# Tapatalk



## jco23 (Dec 10, 2011)

curious to see if anyone has had any issues with accessing threads/posts on this forum via tapatalk? I got tapatalk free from getjar, but ever since leapday, I get that notification that the app has expired. simply pressing the "back" button clears that message and I'm able to continue on without problem. however, this is the only forum whereby some of the posts/threads do not appear - thus I'm forced to access the posts via browser.

I have read that I would need to update the app via getjar, but when I re-install getjar, the app no longer appears.

any help would be greatly appreciated.

thanks!


----------



## dSlice (Dec 11, 2011)

Rootz has their own app, that works fine...

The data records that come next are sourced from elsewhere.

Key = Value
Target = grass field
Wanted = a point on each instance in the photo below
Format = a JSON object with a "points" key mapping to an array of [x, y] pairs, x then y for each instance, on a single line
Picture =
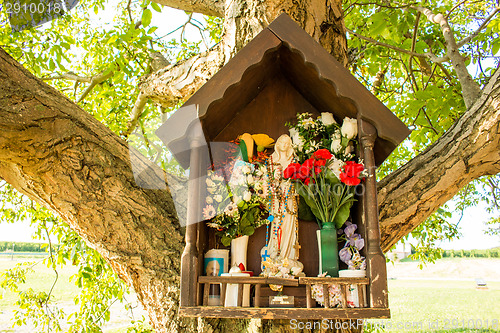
{"points": [[64, 292], [441, 298]]}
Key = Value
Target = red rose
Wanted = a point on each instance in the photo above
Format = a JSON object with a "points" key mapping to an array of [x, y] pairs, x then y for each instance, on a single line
{"points": [[322, 154], [353, 169], [305, 169], [291, 170], [308, 180], [351, 173], [349, 180]]}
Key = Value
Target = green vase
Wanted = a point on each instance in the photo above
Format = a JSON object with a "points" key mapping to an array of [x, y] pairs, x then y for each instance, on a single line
{"points": [[328, 250]]}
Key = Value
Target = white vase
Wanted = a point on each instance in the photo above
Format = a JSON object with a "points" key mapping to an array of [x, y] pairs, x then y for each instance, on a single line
{"points": [[352, 292], [239, 251], [318, 237]]}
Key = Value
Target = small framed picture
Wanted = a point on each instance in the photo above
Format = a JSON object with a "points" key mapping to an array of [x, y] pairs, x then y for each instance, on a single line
{"points": [[214, 266]]}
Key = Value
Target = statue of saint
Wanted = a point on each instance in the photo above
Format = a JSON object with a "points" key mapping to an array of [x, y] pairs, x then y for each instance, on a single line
{"points": [[283, 232]]}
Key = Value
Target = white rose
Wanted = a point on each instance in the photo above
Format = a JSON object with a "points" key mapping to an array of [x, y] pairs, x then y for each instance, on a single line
{"points": [[349, 128], [350, 149], [297, 140], [336, 146], [327, 118], [245, 169], [295, 271], [307, 122], [218, 178], [247, 196], [336, 166]]}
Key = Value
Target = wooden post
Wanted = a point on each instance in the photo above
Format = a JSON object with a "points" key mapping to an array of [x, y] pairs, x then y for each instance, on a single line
{"points": [[309, 300], [326, 296], [189, 259], [361, 298], [223, 294], [206, 293], [240, 294], [343, 295], [257, 295], [375, 260]]}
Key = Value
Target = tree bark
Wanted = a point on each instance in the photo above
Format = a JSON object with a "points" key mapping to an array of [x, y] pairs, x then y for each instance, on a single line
{"points": [[468, 150], [57, 154]]}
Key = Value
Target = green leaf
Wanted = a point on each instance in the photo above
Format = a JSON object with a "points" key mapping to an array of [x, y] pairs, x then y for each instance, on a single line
{"points": [[226, 241], [495, 47], [305, 212], [342, 214], [146, 17], [156, 7]]}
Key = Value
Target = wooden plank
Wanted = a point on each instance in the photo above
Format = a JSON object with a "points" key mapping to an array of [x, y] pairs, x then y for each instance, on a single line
{"points": [[375, 259], [284, 313], [309, 299], [389, 126], [257, 296], [232, 279], [223, 294], [318, 280], [206, 291], [248, 280], [326, 296], [343, 295], [361, 299]]}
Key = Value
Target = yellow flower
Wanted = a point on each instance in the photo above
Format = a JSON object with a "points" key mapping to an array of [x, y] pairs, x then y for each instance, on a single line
{"points": [[263, 141]]}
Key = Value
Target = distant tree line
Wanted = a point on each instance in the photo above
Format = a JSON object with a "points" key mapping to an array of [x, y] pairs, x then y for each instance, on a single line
{"points": [[22, 247], [490, 253]]}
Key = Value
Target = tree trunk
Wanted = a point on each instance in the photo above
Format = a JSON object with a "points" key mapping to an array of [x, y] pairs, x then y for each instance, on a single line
{"points": [[243, 20], [468, 150], [57, 154]]}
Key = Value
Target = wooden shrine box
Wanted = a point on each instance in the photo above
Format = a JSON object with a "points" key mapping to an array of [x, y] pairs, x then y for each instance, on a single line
{"points": [[280, 73]]}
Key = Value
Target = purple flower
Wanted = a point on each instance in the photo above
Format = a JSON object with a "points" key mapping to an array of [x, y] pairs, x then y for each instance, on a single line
{"points": [[345, 255], [359, 243], [350, 229]]}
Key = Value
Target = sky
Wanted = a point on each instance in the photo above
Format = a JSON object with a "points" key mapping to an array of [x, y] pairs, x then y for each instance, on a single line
{"points": [[471, 225]]}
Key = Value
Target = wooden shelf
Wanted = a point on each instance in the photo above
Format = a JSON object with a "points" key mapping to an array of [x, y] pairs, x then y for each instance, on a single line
{"points": [[248, 280], [283, 313], [328, 280]]}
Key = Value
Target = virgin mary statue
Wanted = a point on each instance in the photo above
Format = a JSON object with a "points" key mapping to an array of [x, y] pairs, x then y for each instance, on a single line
{"points": [[283, 234]]}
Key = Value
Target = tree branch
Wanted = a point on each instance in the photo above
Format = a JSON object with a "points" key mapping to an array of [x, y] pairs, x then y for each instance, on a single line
{"points": [[95, 80], [139, 106], [65, 159], [468, 150], [177, 82], [395, 48], [69, 76], [205, 7], [470, 89], [478, 30]]}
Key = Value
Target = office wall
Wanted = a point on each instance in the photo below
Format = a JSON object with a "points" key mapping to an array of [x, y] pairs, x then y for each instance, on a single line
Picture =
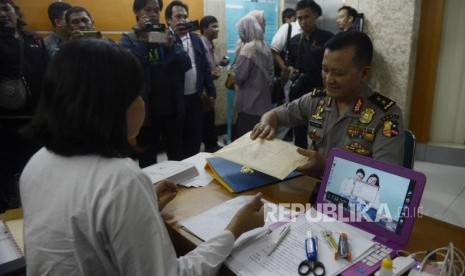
{"points": [[393, 27]]}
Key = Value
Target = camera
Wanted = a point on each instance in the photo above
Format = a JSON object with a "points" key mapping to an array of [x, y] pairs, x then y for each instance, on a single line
{"points": [[95, 34], [151, 27], [6, 29], [191, 25], [224, 61], [157, 37]]}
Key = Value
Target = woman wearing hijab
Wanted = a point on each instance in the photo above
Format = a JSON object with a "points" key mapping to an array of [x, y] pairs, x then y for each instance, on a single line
{"points": [[253, 73]]}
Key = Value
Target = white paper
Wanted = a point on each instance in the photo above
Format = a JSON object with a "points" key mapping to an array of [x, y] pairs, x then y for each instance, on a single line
{"points": [[8, 248], [253, 259], [213, 221], [273, 157], [176, 171], [203, 179]]}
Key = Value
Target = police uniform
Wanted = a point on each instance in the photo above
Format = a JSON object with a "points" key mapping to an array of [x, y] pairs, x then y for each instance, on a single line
{"points": [[372, 127]]}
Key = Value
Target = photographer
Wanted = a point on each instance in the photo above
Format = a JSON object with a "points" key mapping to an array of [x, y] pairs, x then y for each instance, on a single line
{"points": [[164, 66], [80, 23], [23, 57], [196, 79], [306, 53]]}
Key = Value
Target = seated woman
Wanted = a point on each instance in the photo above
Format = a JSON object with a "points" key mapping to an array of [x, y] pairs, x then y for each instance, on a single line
{"points": [[88, 208]]}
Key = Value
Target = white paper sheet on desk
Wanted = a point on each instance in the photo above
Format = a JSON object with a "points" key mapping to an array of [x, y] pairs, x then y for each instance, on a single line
{"points": [[203, 179], [273, 157], [253, 259], [213, 221]]}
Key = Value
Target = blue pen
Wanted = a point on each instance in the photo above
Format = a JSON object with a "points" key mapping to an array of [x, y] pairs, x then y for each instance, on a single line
{"points": [[281, 236], [311, 265], [311, 247]]}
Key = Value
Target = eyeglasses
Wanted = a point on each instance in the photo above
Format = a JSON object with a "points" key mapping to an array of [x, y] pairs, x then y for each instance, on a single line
{"points": [[84, 20]]}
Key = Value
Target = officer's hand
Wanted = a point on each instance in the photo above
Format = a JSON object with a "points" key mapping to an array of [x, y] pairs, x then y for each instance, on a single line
{"points": [[249, 217], [166, 191], [263, 131], [315, 165]]}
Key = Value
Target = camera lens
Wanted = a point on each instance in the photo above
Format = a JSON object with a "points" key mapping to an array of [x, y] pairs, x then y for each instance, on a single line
{"points": [[148, 26]]}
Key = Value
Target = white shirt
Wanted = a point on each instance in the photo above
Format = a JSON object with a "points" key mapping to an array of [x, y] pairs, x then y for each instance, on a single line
{"points": [[89, 215], [279, 39], [190, 78]]}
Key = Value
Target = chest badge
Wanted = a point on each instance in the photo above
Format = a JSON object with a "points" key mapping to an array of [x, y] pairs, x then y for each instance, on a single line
{"points": [[358, 105], [314, 136], [367, 115], [319, 111]]}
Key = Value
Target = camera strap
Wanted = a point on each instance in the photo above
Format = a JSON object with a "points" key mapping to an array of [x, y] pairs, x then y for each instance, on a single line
{"points": [[288, 44]]}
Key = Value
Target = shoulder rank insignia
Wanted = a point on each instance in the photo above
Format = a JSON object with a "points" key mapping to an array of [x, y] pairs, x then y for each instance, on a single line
{"points": [[358, 105], [381, 101], [319, 111], [390, 128], [367, 115], [318, 92]]}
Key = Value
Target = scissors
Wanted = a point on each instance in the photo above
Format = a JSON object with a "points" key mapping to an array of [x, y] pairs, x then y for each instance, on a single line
{"points": [[311, 264]]}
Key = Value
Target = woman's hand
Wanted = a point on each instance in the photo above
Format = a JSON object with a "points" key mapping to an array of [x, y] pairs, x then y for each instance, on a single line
{"points": [[263, 131], [249, 217], [315, 165], [166, 191]]}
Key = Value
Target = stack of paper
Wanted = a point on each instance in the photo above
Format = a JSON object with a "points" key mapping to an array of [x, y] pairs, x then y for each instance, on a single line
{"points": [[253, 259], [188, 172], [272, 157], [175, 171], [213, 221], [250, 256]]}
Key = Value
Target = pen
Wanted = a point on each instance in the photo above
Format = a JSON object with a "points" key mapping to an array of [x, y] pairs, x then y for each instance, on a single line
{"points": [[281, 236], [311, 247]]}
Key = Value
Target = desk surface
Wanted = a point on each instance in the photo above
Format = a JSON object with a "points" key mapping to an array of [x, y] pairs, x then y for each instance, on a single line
{"points": [[428, 233]]}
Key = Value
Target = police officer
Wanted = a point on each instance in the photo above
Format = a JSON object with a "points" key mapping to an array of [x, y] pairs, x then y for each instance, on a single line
{"points": [[347, 114]]}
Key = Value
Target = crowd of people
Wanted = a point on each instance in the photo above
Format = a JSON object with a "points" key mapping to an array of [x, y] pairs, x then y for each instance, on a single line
{"points": [[95, 106]]}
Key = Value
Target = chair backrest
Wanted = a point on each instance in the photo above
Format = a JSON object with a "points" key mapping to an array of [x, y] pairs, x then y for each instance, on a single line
{"points": [[409, 149]]}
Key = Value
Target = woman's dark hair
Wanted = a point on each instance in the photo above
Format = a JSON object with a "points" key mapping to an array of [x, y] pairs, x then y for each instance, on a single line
{"points": [[56, 10], [87, 89], [75, 9], [360, 171], [375, 176], [169, 8], [20, 23], [303, 4], [140, 4]]}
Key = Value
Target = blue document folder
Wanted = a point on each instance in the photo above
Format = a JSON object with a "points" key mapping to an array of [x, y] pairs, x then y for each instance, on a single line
{"points": [[230, 175]]}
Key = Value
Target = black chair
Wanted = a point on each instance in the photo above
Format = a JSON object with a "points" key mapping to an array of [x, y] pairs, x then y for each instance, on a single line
{"points": [[409, 149]]}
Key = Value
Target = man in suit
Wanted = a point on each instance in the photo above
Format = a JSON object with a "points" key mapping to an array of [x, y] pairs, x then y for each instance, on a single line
{"points": [[196, 79]]}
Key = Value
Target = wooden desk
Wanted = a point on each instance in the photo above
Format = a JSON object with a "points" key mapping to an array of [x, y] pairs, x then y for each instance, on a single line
{"points": [[428, 233]]}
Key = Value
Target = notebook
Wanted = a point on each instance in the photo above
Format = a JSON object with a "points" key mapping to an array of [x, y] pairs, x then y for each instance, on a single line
{"points": [[387, 209], [233, 178]]}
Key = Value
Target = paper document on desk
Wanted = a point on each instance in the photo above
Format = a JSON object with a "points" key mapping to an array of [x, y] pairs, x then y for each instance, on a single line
{"points": [[175, 171], [203, 178], [213, 221], [252, 258], [273, 157]]}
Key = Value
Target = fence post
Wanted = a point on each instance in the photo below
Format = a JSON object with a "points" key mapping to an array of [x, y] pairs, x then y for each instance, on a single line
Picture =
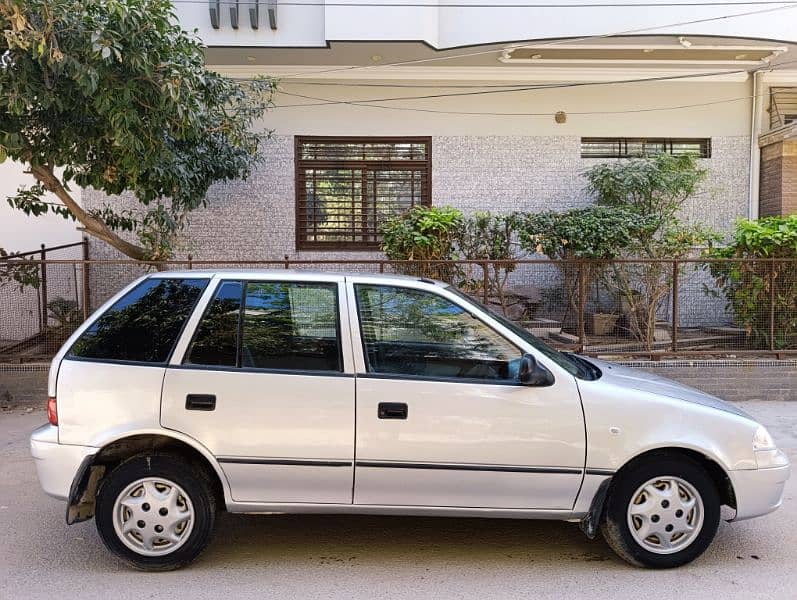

Sent from my SCH-I510 using RootzWiki


----------



## shrike1978 (Sep 2, 2011)

What version is your Tapatalk? 2.1.3 is the latest Market version. Not sure what version other app stores have.

Even with the latest version, this forum is strange with Tapatalk. I've had posts randomly show up as unread that are months old, and it's also pretty frequent that I can't access the forums here. Rootz has always blamed Tapatalk for the problems, but they're the only forums that seem to have issues.

FYI, the Rootz app is Tapatalk based as well, so unless they're using a specific version that works better, I can't imagine it being a much different experience.


----------



## JihadSquad (Nov 2, 2011)

I just use opera mobile for this forum. Tried Tapatalk 2 and it's no better.


----------



## TekWarren (Jun 13, 2011)

I use tapatalk, finally broke down and purchased it on sale through amazon app store. I have had rare issues but when I do I see other people blaming tapatalk servers. I don't know if i have issues like you describe or not as most of my forum reading is on my phone.


----------



## jco23 (Dec 10, 2011)

thanks for the feedback everyone.
I am aware there is a rootz app, but I think it's only a paid version - but if I could keep all of my forums in one app, I try to.

my version of Tapatalk is 1.13.4, so I guess very old - but I cannot seem to update it via getjar. oh well, that's what I get for trying to be cheap on going with free apps...


----------



## Brian72 (Dec 17, 2011)

FWIW, I'm in the same boat with Getjar/Tapatalk.

Sent from my SCH-I510 using Tapatalk


----------



## JihadSquad (Nov 2, 2011)

My getjar Tapatalk works fine... Version 1.13.5


----------